Now, this can never be poetry; for the poet must ever open and widen our horizon. He need not be on the wing, but his wings must be in sight. He need not—nay, he must not, deal with man-made creeds and dogmas. He need not deal with ethics even. Homer knows nothing of most of George Eliot's sweet humanities, and confuses shockingly all things which, since his poor day, have come to be catalogued under the heads of virtue and vice….

George Eliot, with brain surcharged with richest thought and choicest, carefulest culture; with heart to hold all humanity, if that could save; with tongue of men and angels to tell the knowledge of her intellect, the charity of her heart—yet, having not faith, becomes, for all of satisfaction that she gives the soul, but sounding brass and tinkling cymbal! She will not bid me hope when she herself has no assurance of the thing hoped for. She must not speak of faith in the unknown. She cannot be cruel, but she can be dumb; and so her long procession of glorious thoughts, and sweet humanities, and noblest ethics, and stern renunciations, and gracious common lots, and lofty ideal lives, with their scalding tears, and bursting laughter, and flaming passion—all that enters into mortal life and time's story-—makes its matchless march before our captured vision up to—the stone-wall. "And here," she says, "is the end!" We may accept her dictum and be brave, silent, undeceived, and undeceiving agnostics; but, as such, we must say to her (of The Spanish Gypsy, for instance), "This is not poetry! It is the richest realism, presenting indubitable phenomena from which you draw, with strictest science, best deduction and inference concerning the known or the knowable. But, by virtue of all this, it is not poetry. The flattering lies and pretty guesses are not there, and will be missed. You must put them in as do the Christians, the transcendentalists, and the fools generally. The 'poet' comes from these ranks. If you will persist in this sheer stop when you reach the confines of the known, you must not attempt to pass your work off as poetry. Even pagans will not be attracted by such verse. They want and will have predication. It is not so much that you do not know—nobody knows—as that you will not guess, or dream, or fancy, to their whim; that you will be so plainly, simply silent concerning the hereafter. Your readers will not endure that in poetry. There was John Milton, his learning as great as yours, his metres not more exact, yet nothing saves his Paradises from being theological treatises except the imagination in them, which stops not with the seen, but invades and appropriates the unseen. This blind old Titan sees and interprets the heavens by his inner vision. His sublime audacity of faith aërates the ponderous craft of his verse and keeps it from sinking into the abyss of théologie pedantry….

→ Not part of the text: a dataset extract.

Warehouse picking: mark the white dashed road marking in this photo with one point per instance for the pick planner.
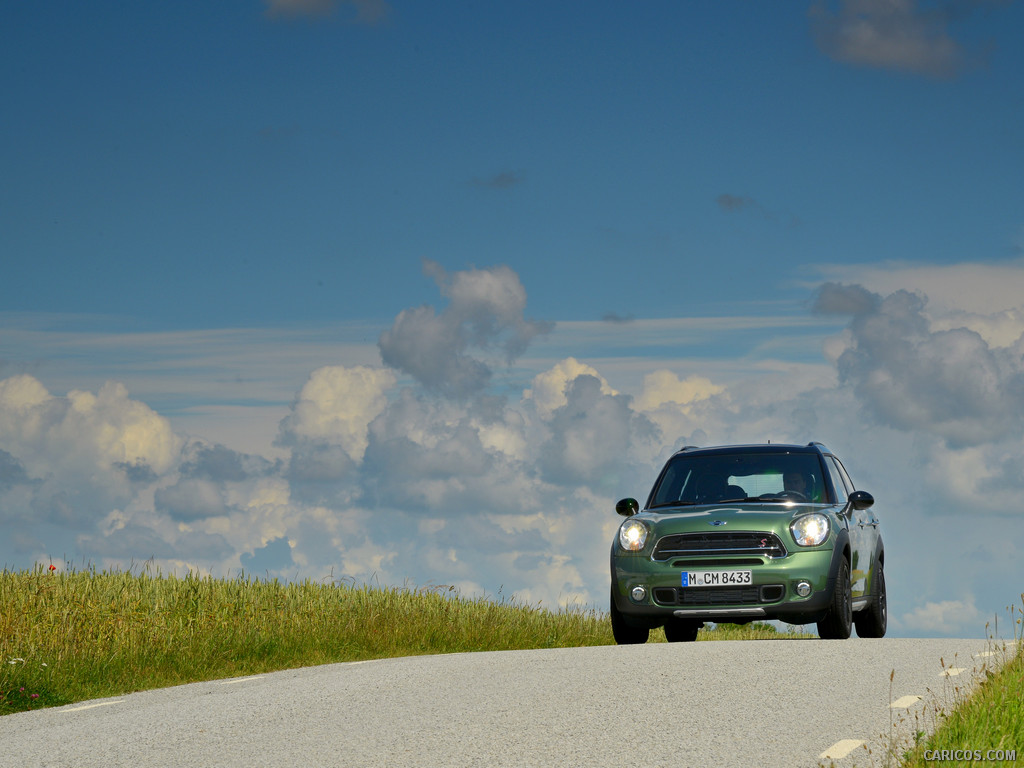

George Eliot herself says, in a private letter lately given to the public, referring to the evolution of her Dinah from the germ sown in her mind years before by the person of an aunt, and speaking of the unlikeness of the two, as well as the likeness, "The difference was not merely physical. No difference is."

No one knows better than George Eliot knew how the spiritual body gives curve, and feature, and expression to the material body. Mrs. Browning herself did not more keenly realize and everywhere acknowledge the truth that spirit makes the form.

No one bows with profounder recognition to the dictum "it is the spirit which quickeneth" than does the author of Adam Bede and The Spanish Gypsy. It is this which she thinks it worth while to teach, without which she would have no heart to teach at all. But her teaching takes its shape from the attitude of her own soul.

To epitomize, then. George Eliot's pages are a labyrinth of wonder and beauty; crowded with ethics lofty and pure as Plato's; with human natures fine and fresh as Shakespeare's; but a labyrinth in which you lose the guiding cord! With the attitude and utterance of her spirit confronting me, I cannot allow her verse to be poetry. She is the raconteur, not the vates; the scientist, not the seer.